Like many schoolchildren, I learned the ‘rhyme’ meant to help us remember the six wives of Henry VIII: “Divorced, Beheaded, Died, Divorced, Beheaded, Survived”. But it wasn’t until I watched the Showtime series “The Tudors” starring Jonathan Rhys Meyers that I realized the value of actual, human faces to create in my own mind a memorable historical context.
Sure, the show may play a little fast and loose with some events in the timeline, but it also makes these stiff textbook figures real people, with desires and faults all their own. There’s a huge difference in reading Anne Boleyn’s final speech or that the executioner was sympathetic to her, and in seeing his eyes and hearing the quiver in her voice.

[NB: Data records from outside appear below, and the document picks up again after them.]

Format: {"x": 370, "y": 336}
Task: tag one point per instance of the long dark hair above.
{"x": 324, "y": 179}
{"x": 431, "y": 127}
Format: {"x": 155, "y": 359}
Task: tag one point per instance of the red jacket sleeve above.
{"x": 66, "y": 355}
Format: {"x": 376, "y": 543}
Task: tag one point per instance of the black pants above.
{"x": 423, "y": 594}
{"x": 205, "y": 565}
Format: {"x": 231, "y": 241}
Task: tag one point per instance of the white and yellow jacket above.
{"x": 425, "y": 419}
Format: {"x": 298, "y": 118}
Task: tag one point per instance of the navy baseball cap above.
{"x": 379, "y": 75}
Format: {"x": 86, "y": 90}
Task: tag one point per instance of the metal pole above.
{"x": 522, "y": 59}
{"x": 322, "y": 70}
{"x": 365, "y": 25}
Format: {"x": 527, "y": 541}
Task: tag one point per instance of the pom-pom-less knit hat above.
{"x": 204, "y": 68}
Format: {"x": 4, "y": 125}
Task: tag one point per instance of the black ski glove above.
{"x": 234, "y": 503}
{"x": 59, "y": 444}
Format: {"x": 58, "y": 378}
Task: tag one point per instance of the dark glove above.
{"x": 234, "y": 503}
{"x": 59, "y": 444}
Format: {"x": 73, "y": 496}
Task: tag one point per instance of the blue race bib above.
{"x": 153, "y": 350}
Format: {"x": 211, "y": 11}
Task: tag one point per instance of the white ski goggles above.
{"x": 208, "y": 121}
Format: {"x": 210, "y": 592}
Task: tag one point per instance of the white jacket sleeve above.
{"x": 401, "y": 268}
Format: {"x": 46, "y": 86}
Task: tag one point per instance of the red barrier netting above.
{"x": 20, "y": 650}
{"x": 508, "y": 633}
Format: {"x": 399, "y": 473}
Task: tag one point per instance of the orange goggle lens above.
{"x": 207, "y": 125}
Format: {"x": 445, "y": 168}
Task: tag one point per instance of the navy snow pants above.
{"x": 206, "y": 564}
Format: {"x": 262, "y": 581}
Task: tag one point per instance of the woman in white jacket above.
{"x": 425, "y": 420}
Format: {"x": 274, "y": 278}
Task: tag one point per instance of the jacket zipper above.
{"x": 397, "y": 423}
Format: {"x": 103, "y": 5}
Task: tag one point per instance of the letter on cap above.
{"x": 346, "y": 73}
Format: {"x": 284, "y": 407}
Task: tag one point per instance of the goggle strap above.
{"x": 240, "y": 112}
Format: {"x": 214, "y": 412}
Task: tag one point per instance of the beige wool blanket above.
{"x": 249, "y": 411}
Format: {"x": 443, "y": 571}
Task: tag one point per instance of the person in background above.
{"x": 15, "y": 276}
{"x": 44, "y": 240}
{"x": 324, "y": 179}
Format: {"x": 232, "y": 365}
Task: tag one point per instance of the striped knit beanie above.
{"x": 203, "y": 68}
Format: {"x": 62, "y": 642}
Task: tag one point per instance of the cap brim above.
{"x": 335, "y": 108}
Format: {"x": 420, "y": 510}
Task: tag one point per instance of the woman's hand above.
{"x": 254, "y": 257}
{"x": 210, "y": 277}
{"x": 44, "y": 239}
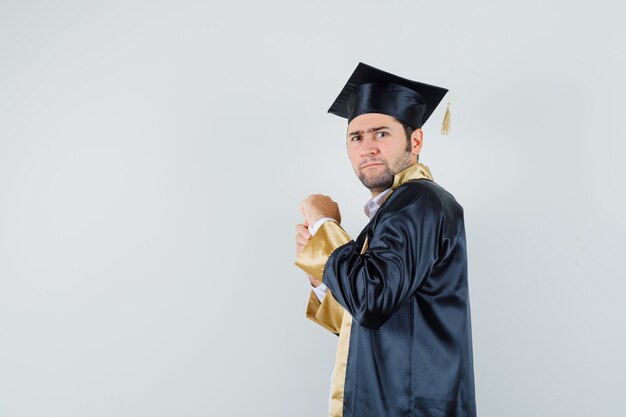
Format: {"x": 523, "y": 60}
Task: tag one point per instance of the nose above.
{"x": 369, "y": 148}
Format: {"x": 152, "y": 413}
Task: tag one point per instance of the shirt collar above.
{"x": 413, "y": 172}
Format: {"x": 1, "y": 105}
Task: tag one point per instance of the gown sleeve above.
{"x": 412, "y": 232}
{"x": 327, "y": 313}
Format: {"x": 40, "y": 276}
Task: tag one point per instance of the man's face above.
{"x": 378, "y": 149}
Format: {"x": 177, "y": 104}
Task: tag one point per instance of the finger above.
{"x": 303, "y": 231}
{"x": 301, "y": 240}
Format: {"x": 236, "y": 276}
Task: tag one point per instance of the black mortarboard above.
{"x": 370, "y": 90}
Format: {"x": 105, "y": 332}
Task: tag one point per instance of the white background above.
{"x": 153, "y": 153}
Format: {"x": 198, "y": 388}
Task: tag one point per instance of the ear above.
{"x": 416, "y": 141}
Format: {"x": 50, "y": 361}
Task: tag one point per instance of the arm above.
{"x": 405, "y": 242}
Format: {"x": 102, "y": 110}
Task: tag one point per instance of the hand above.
{"x": 302, "y": 237}
{"x": 317, "y": 206}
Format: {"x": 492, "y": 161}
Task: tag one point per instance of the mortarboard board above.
{"x": 370, "y": 90}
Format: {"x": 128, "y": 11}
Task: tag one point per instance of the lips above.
{"x": 370, "y": 164}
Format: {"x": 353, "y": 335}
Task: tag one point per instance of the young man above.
{"x": 397, "y": 296}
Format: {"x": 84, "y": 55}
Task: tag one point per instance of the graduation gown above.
{"x": 398, "y": 299}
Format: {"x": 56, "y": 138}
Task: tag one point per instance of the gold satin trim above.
{"x": 313, "y": 257}
{"x": 341, "y": 362}
{"x": 414, "y": 172}
{"x": 328, "y": 313}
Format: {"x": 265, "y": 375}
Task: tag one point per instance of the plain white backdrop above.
{"x": 153, "y": 153}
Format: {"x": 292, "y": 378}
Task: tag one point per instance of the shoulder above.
{"x": 427, "y": 194}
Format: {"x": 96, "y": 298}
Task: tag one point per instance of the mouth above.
{"x": 371, "y": 164}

Though my experience with The Tudors was not the first time I’ve experienced this fleshing-out of history (notably, the portrayal of the onset of the plague in Neal Stephenson’s Quicksilver (Baroque Cycle) affected me similarly, as did the depiction of the rise and fall of Oliver Cromwell in The Devil’s Whore), it was the first time I was inspired to help others see it, too.
So for Christmas last year, I gave my husband Jey a coupon as a gift: “This coupon entitles the bearer to a year-long journey of exploration and education.” (Yes, we’re big dorks who are inclined to give this type of gift.) I included with it a very rough timeline of British history beginning with pre-civilization, and films set in each period.
We’ve spent the past several months intermittently clarifying the dates on the timeline and filling in the blanks with appropriate films and television shows, where possible. There are several periods of history which are notably bereft of film-related content, and several which are so flush that it’s really difficult to narrow down which we’ll actually watch.
Thanks for joining us on our journey!